Productores indígenas muestran su fuerza en cadenas agrícolas

La comunidad indígena Tekoha Mirĩ, de Canindeyú, protagonizó una jornada clave en el Abasto Norte al comercializar su producción y generar ingresos p…

| Por La Tribuna-

La comunidad indígena Tekoha Mirĩ, de Canindeyú, protagonizó una jornada clave en el Abasto Norte al comercializar su producción y generar ingresos por G. 4 millones, en un ejercicio que refleja organización, esfuerzo y acceso al mercado formal.

El distrito de Yasy Kañy, en el departamento de Canindeyú, suele estar asociado a cultivos extensivos y a realidades sociales complejas. Sin embargo, un grupo de pequeños productores indígenas decidió cambiar la narrativa y demostrar que la agricultura familiar, incluso en territorios vulnerables, puede generar resultados tangibles cuando logra acceso a mercados y acompañamiento técnico.

La comunidad Tekoha Mirĩ llevó  su producción al Abasto Norte de Limpio, una plataforma comercial que desde hace años reúne a pequeños agricultores con compradores mayoristas, minoristas y restaurantes. Allí colocaron 480 kilos de poroto pytã, además de 300 kilos de batata colorada, alcanzando ingresos cercanos a los G. 4 millones.

Más allá del monto, el movimiento fue un ejercicio de gestión y logística que no siempre está al alcance de comunidades rurales, especialmente indígenas, que suelen quedar rezagadas frente a sistemas de comercialización que exigen volumen, calidad y continuidad de oferta. Esta vez, los productores pudieron cumplir los tres requisitos.

El lote de poroto pytã, valorado en G. 2.800.000, fue uno de los productos más demandados por comerciantes mayoristas que reconocen el buen rendimiento que ofrece en diversos rubros gastronómicos. La batata colorada, tradicional en los circuitos agroecológicos, sumó otros G. 1.200.000. Los productores continuaban, además, con la comercialización de maíz, choclo y zapallo kururu, productos que en los últimos meses encontraron un nicho más sólido en la venta directa, gracias a la estacionalidad y la calidad.

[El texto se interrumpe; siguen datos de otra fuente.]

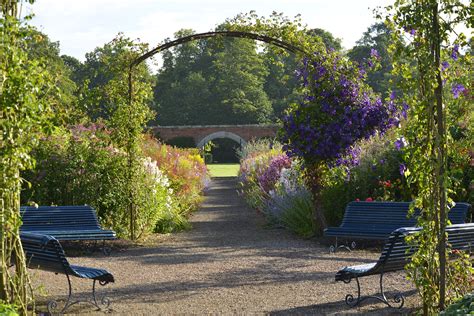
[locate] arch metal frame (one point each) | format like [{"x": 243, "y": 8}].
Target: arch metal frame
[
  {"x": 236, "y": 34},
  {"x": 221, "y": 134}
]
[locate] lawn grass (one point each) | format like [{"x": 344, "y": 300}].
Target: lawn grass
[{"x": 220, "y": 170}]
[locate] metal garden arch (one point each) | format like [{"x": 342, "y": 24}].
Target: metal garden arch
[{"x": 182, "y": 40}]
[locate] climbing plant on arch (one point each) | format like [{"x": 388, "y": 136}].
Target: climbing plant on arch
[{"x": 336, "y": 108}]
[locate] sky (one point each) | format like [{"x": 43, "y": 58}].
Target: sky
[{"x": 81, "y": 26}]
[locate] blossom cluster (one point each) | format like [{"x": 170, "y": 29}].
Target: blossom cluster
[
  {"x": 271, "y": 174},
  {"x": 336, "y": 112}
]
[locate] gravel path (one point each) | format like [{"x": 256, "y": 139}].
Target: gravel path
[{"x": 228, "y": 263}]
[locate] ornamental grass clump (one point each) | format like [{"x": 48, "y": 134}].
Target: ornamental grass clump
[
  {"x": 337, "y": 110},
  {"x": 251, "y": 170},
  {"x": 81, "y": 165},
  {"x": 188, "y": 178}
]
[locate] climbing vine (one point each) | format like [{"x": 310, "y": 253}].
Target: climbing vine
[
  {"x": 23, "y": 113},
  {"x": 336, "y": 109},
  {"x": 426, "y": 47}
]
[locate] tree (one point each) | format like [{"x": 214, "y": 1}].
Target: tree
[
  {"x": 426, "y": 51},
  {"x": 239, "y": 75},
  {"x": 336, "y": 109},
  {"x": 377, "y": 37},
  {"x": 214, "y": 81},
  {"x": 24, "y": 109},
  {"x": 101, "y": 69},
  {"x": 328, "y": 39},
  {"x": 280, "y": 83},
  {"x": 63, "y": 96}
]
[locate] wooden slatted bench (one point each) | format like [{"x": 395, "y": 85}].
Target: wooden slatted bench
[
  {"x": 65, "y": 223},
  {"x": 376, "y": 220},
  {"x": 395, "y": 255},
  {"x": 46, "y": 253}
]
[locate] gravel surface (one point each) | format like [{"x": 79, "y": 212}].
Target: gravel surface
[{"x": 228, "y": 263}]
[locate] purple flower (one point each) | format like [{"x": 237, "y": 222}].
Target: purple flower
[
  {"x": 374, "y": 53},
  {"x": 402, "y": 168},
  {"x": 455, "y": 52},
  {"x": 400, "y": 143},
  {"x": 405, "y": 108},
  {"x": 457, "y": 89}
]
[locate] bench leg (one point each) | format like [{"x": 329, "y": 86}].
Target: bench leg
[
  {"x": 105, "y": 249},
  {"x": 103, "y": 303},
  {"x": 333, "y": 248},
  {"x": 397, "y": 301}
]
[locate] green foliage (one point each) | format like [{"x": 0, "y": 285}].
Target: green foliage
[
  {"x": 376, "y": 37},
  {"x": 7, "y": 310},
  {"x": 424, "y": 61},
  {"x": 376, "y": 176},
  {"x": 103, "y": 79},
  {"x": 82, "y": 166},
  {"x": 214, "y": 81},
  {"x": 297, "y": 213},
  {"x": 462, "y": 306},
  {"x": 62, "y": 95},
  {"x": 24, "y": 109},
  {"x": 328, "y": 39},
  {"x": 188, "y": 178}
]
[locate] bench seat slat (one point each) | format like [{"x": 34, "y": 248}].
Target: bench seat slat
[
  {"x": 376, "y": 220},
  {"x": 396, "y": 253},
  {"x": 69, "y": 222}
]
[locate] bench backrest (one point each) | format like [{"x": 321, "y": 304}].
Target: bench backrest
[
  {"x": 59, "y": 218},
  {"x": 392, "y": 215},
  {"x": 44, "y": 252},
  {"x": 396, "y": 253}
]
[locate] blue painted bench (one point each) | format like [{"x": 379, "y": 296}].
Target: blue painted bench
[
  {"x": 65, "y": 223},
  {"x": 376, "y": 220},
  {"x": 395, "y": 255},
  {"x": 46, "y": 253}
]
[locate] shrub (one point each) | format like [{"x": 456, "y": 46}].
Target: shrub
[
  {"x": 7, "y": 310},
  {"x": 463, "y": 306},
  {"x": 290, "y": 203},
  {"x": 251, "y": 170},
  {"x": 188, "y": 179},
  {"x": 376, "y": 175},
  {"x": 81, "y": 166}
]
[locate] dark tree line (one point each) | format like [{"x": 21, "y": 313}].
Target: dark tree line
[{"x": 213, "y": 81}]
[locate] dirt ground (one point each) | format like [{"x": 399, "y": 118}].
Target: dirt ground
[{"x": 228, "y": 263}]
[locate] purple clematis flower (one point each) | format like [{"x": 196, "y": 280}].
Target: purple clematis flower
[{"x": 457, "y": 89}]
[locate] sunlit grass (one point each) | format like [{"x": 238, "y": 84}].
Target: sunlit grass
[{"x": 223, "y": 170}]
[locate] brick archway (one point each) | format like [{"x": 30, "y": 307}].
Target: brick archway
[
  {"x": 221, "y": 134},
  {"x": 204, "y": 133}
]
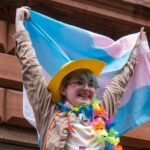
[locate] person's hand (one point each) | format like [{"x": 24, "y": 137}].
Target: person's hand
[{"x": 22, "y": 14}]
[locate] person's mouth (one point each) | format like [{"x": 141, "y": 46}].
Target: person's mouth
[{"x": 85, "y": 95}]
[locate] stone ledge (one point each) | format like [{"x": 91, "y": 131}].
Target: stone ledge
[{"x": 18, "y": 135}]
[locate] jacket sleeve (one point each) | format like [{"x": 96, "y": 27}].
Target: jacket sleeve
[
  {"x": 33, "y": 78},
  {"x": 113, "y": 93}
]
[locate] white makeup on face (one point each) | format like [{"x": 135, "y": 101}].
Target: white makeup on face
[{"x": 79, "y": 92}]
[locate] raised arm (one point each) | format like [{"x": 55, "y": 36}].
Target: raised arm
[
  {"x": 33, "y": 78},
  {"x": 114, "y": 91}
]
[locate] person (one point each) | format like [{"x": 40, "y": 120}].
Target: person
[{"x": 67, "y": 112}]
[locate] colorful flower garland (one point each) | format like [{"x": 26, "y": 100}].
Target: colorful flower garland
[{"x": 98, "y": 119}]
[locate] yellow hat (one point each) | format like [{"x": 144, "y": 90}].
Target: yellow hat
[{"x": 94, "y": 65}]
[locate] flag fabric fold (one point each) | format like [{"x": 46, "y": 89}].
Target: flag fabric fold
[{"x": 56, "y": 43}]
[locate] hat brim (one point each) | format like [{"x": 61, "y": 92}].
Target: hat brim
[{"x": 95, "y": 66}]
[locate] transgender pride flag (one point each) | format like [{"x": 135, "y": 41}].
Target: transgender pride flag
[{"x": 56, "y": 43}]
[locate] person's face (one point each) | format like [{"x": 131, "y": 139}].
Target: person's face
[{"x": 79, "y": 92}]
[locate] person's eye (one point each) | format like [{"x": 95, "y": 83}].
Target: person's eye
[{"x": 79, "y": 83}]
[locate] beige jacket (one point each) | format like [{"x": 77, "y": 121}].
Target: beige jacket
[{"x": 40, "y": 97}]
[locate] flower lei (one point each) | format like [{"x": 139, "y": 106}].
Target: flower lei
[{"x": 102, "y": 128}]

Pero detrás de los números hay una historia más amplia. Tekoha Mirĩ lleva años intentando posicionarse como un actor económico y no solo social. Sus integrantes han expresado en distintas ocasiones que el desafío no es producir, sino vender bien, en condiciones que no dependan de intermediarios que se quedan con la mayor parte del margen.

En este camino, el acompañamiento técnico y logístico fue clave. Profesionales del área agrícola visitaron fincas, revisaron prácticas de cultivo, orientaron procesos de cosecha y, lo más desafiante, ayudaron a diseñar rutas de comercialización en un mercado donde competir implica eficiencia.

Lo más visible de esta experiencia fue la organización interna. La comunidad se repartió funciones, asumió tareas de selección y empaque, y coordinó el traslado de los productos para llegar en tiempo y forma a la feria. Son decisiones que marcan una diferencia entre sobrevivir con producción de autoconsumo y construir un modelo de negocio sostenible.

Para muchos, el ingreso obtenido podría parecer modesto. Para Tekoha Mirĩ, fue una señal de que vale la pena apostar por el trabajo colectivo y que existe demanda para productos agrícolas cuando se cumplen estándares básicos de calidad.

Un dato que entusiasma a los productores es que, pese a la competencia, los compradores manifestaron interés en establecer relaciones comerciales continuas. La posibilidad de generar ventas recurrentes, no ferias aisladas, es vista por la comunidad como el paso siguiente.

Si bien el paisaje rural paraguayo está lleno de historias de emergencia económica y abandono, la experiencia de Canindeyú recuerda que el desarrollo no depende solo de grandes inversiones ni de modelos a gran escala. A veces, se trata de reconocer el potencial de grupos pequeños, cuyos productos siguen siendo la base de la mesa de miles de familias, y que necesitan un puente para conectar campo y ciudad.

Tekoha Mirĩ encontró ese puente en Limpio, y aunque el camino recién empieza, su mensaje es claro: la agricultura indígena no es asistencialismo, es economía real, con productores que quieren competir, crecer y vivir de su trabajo.